By Jens Dieckmann, Attorney at Law. Assigned Counsel for the Defence in the admissibility proceeding under Article 19 of the Rome Statute in the Case of The Prosecutor v. Joseph Kony et al. – ICC 02/04-01/05

On 16th September 2009, the ICC Appeals Chamber delivered its judgement in the case of The Prosecutor v. Joseph Kony et al. – “Judgement on the appeal of the Defence against the ‘Decision on the admissibility of the case under Article 19 of the Statute’ of 10 March 2009.”  Although the appeal was dismissed, several notable issues arise regarding the situation of the defence at the ICC.

On 21st October 2008, the Pre Trial Chamber II assigned Mr. Jens Dieckmann as Counsel for the Defence in order to “represent those persons” under the arrest warrant in the admissibility proceedings under Article 19 of the Rome Statute, as initiated by the Pre Trial Chamber. On 28th October 2008 Counsel requested that the Presidency review the decision of the Registrar relating to his appointment, as Counsel had identified several potentially serious conflicts arising in respect of the ICC Code of Conduct, in particular, that he was assigned to represent four defendants simultaneously without having any contact with them.  On 11th November 2008 the Presidency dismissed the request without giving any reasons, announcing that these would be delivered later.  The reasons were delivered on 10th March 2009. The Presidency held that it did not have jurisdiction over this matter. Nevertheless, it should be noted that the Presidency underlined in their reasons that, since there is no Bar at the ICC as in national jurisdictions, there is a institutional gap at the ICC concerning advice on matters of professional ethics. In paragraph thirty-three of the Reasons of the Presidency from 10th March 2009, the Presidency therefore noted the following:

“As to the argument of the applicant that the texts of the Court do not provide for any mechanism pertaining to the Court for counsel to seek advice or a ruling on matters of professional ethics, the Presidency notes that, in contrast to counsel acting at the national level who have the ability to consult their national bar associations or other relevant bodies on matters of professional ethics, no similar system is provided for at the Court. Noting the terms of Rules 16 and 20, the Registrar is requested to explore institutional mechanisms whereby counsel may seek advice on questions of professional ethics and update the Presidency thereon.”

Counsel expresses his highest appreciation for this request which was directed to the Registrar. The Presidency evidently realized and acknowledged the conflict in which counsel found himself throughout the instant proceedings, arising from the wording of his assignment in the Chamber’s Decision of 21st October 2008 and the professional ethics of defence counsel.

This is a very important statement from the Presidency recognising that the absence of a Bar Association at the ICC  may lead to problems in the very functioning of the court. The Presidency’s request to the Registry could be the first step in the creation of a professional body for Counsel at the ICC.

Furthermore, in its Judgement the Appeals Chamber gave substantial clarification on several defence-related issues:

- On appeal, Counsel for the Defence is entitled to rely solely on procedural errors as the basis for impugning the Pre Trial Chamber’s decision.
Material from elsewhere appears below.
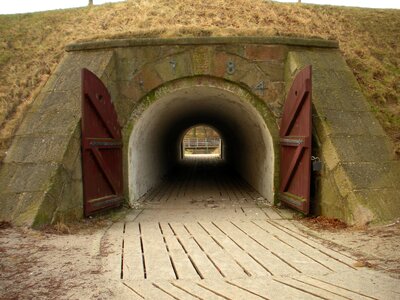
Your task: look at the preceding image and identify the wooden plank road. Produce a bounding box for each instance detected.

The fact that Counsel did not attack the findings in the instant case on the merits (i.e. admissibility) does not render the appeal inadmissible (para 47 of the Judgement).
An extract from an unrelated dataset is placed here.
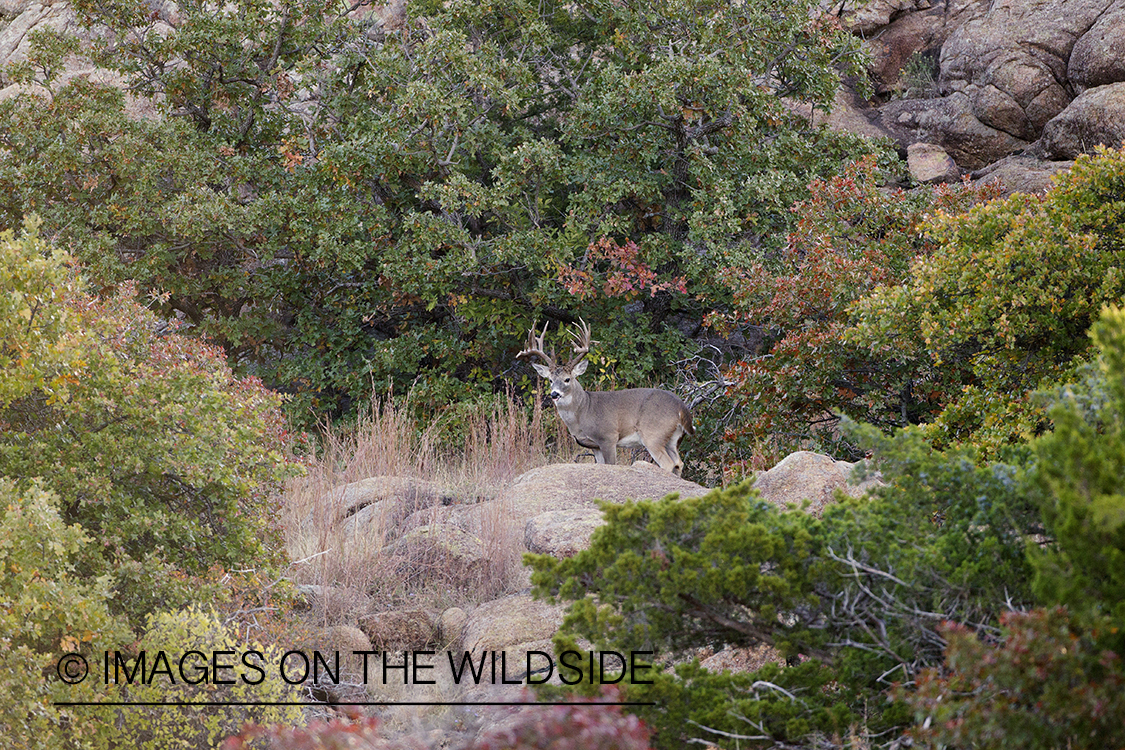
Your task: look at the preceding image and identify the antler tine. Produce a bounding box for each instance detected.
[566,317,595,368]
[516,321,555,367]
- In paras 52-62, the Appeals Chamber gave detailed clarification relating to the different types of Counsel at the ICC and the scope of their respective mandates. In response to Counsel’s major concern that his assignment to all four defendants created a potential violation of his obligations under the ICC Code of Conduct, the Appeals Chamber clearly states that the relevant mandate was only for  “counsel to attend and to represent the interests of the defence”: as such, counsel does not act for or as an agent of the defendants and “[t]he provisions of the Code of Conduct regarding representation are therefore not directly applicable to such counsel.” (para 56).  This finding is of paramount importance in light of the increasing use by the ICC Chambers of “Counsel assigned as ad hoc counsel in the interest of the defence”. This begs the question: if the ICC Code of Conduct is not directly applicable, which rules govern the practice of  “ad hoc counsel”?

- The Appeals Chamber found that the Pre-Trial Chamber was not obliged to appoint counsel to represent the four suspects in the admissibility proceedings.  Rather, it was within Chamber’s discretion to do so (para 63-68).

- The Appeals Chamber also clarified the extent of its power to review the discretion of first instance chambers by analysing ICTY, ICTR, SCSL and national jurisprudence from common law countries (paras 78-87). In applying this jurisprudence, the Appeals Chamber identified a three-step-test (para 80): “They [i.e. the international and national jurisprudence] identify the conditions justifying appellate interference to be: (i) where the excercise of discretion is based on an erroneous interpretation of the law; (ii) where it is exercised on patently incorrect conclusion of fact; or (iii) where the decision is so unfair and unreasonable as to constitute an abuse of discretion.”

By delivering this Judgement, the Appeals Chamber has assumed the role of clarifying the scope of counsel’s mandate and the impact of the ICC Code of Conduct on the practice of ad hoc counsel. If an institutional mechanism had existed, whereby counsel may seek advice or a ruling on matters of professional ethics, counsel in the instant case would have had an opportunity to get advice on the questions of professional ethics raised since his appointment on 21st October 2008. Counsel would then have been in a position to provide timely observations on the issue of admissibility. As such, it is evident that the lack of an appropriate institutional mechanism limited the effectiveness of the defence to act in these proceedings. Indeed, the admissibility decision on 10th March 2009 was reached without having taken the defence position on the merits into account. It remains to be seen whether the Registrar will explore the requested mechanism as soon as possible, in order to prevent the need for further clarification by the Appeals Chamber.